Minus numbers on the thermometer this morning meant that gardening was not a good option first thing, but with bright blue skies and sunshine it was ideal walking weather, especially with hardly any wind.
Sometimes I long to get a bit of height with some views and one of the best places to do this is locally is Therfield Heath, near Royston, Hertfordshire. Therfield Hill, at 168m, is the highest point for 12 miles in all directions and looks down on the ancient Icknield Way. In the summer a fun kite flying festival is held here.
Therfield Heath has been grazed common land for many years and is a biological SSSI (Site of Special Scientific Interest) and nature reserve. It is located on a chalk escarpment, which was formed in warm seas 100 million years ago and tipped towards the south east when the Alps were formed (20 million years ago).
The trail can be pretty sticky and slippery to walk on when wet, but with today’s cold, icy start it was absolutely fine.
Neolithic farmers started clearing the land here for agriculture ~six thousand years ago. There is a long barrow at the top dating from this period. Since then the area has been continuously open land, where grazing keeps the shrubby hawthorn etc. at bay. The heath has been used extensively for everything from medieval tournaments, military maneouvres, rifle ranges to currently golf courses and sports fields.

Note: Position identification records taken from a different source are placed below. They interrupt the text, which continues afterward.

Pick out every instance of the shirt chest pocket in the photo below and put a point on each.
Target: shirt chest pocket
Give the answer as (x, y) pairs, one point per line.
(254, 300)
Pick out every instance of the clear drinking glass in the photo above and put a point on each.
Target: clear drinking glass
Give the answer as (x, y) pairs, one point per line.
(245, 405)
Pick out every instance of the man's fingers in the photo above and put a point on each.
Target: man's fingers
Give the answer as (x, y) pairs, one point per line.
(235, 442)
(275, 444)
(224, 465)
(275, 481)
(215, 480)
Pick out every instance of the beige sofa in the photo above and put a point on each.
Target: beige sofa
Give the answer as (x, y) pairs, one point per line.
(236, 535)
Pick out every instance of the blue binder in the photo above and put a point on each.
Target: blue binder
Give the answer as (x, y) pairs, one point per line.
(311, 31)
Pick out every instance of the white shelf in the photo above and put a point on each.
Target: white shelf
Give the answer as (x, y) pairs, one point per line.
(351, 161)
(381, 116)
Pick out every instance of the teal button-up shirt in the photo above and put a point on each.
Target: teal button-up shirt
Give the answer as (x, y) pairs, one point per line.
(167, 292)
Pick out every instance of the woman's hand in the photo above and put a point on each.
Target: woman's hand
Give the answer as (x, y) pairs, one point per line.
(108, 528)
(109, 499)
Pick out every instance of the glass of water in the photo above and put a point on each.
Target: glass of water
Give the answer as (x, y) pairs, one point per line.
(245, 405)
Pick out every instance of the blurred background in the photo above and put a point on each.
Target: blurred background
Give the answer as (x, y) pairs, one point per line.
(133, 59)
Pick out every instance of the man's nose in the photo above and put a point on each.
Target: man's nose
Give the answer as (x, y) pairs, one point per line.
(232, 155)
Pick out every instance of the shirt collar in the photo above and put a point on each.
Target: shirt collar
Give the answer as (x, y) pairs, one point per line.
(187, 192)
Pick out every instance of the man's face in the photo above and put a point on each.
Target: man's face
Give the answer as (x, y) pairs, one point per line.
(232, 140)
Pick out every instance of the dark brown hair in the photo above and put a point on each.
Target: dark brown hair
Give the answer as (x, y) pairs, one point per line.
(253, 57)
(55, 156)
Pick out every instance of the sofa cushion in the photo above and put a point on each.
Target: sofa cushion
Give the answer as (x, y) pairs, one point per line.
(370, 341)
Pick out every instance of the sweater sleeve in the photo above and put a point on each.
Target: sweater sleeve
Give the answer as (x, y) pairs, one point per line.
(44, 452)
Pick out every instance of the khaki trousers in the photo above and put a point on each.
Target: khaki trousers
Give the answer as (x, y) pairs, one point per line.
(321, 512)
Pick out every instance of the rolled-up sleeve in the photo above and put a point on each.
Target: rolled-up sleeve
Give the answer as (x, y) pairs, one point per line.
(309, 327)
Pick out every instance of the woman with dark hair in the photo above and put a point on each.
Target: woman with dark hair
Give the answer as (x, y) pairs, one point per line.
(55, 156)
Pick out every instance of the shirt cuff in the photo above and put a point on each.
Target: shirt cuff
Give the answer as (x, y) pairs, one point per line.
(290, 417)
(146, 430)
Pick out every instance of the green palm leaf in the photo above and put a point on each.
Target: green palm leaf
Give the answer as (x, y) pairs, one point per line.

When we come for the Kite festival the heath is covered in typical chalk land wildflowers: harebells, scabious, toadflax, vetches and supports colourful burnet moths and blue butterflies, including the rare Chalkhill blue.
At the top of the hill, near the trig point, you can see some obvious round ~2m high mounds.
There are more of these round mounds scattered about the heath, but these five are tightly clustered and give the area its name, Five Hills. They are bronze age round barrows and, in my opinion, you get the best views from them.
Looking north east:
All very bracing. It was wonderful.
We walked on to the trig pillar which labels some pretty random destinations:
But then it is always useful to know where Land’s End is, isn’t it?